Оба-на. Гевюр цузамен. А солдатики-то в форме войск НКВД. Фуражка приметная – тулья василькового цвета и краповый околыш. Есть интересная особенность по ношению этих фуражек. Брехт этой дурости не понимал, но тем, кто это придумал, двигало же что-то, кроме желания, чтобы все руководство НКВД сдохло от менингита. Высший, старший и средний начсостав носил фуражку круглый год, а рядовой и младший начсостав – только в летнее время. Зимой шапки – будёновке, что всё же теплей. Правильно, зачем рядовых мучать. А вот классно, наверное, Ежов выглядел в своей фуражке в сорокаградусный мороз, когда на севере Беломорканал строил.
Помяни чёрта. Нет, Ежов Николай Иванович сейчас в подвалах Лубянки признаётся в гомосексуальных связях с театральным деятелем Боярским-Шимшелевичем, и дивизионным комиссаром Константиновым. Не он спустился по лесенке из кузова ГАЗа. Спустился товарищ Берия. Брехт уже запаниковал, но следом на грешную землю, перескакивая через ступеньку, орлом спланировал и Лев Захарович Мехлис. Может, и не сразу расстреляют. А может и наградят… Посмертно.

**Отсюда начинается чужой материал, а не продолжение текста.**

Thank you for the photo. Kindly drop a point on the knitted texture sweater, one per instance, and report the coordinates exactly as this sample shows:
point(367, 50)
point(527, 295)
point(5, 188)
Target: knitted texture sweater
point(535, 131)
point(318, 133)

Выдохнув, Иван Яковлевич промаршировал к наркому.
– Товарищ …
– Брось, нэ крычи. Устал, как собака. Оглох. Мотор рэвёт и рывёт. Брехт? Иван Яковлевич?
– Так …
– Опят крычиш? Спэциално.
– Товарищ Народный Комиссар, тут бойцы тройную уху сварили, может перекусите с дороги, вон у меня в палатке стол уже накрыт. Сейчас уху принесут.
– А, Лэв Захаровыч. Смотри, какой умный. Знает, что началство устало. Пойдём, перекусим?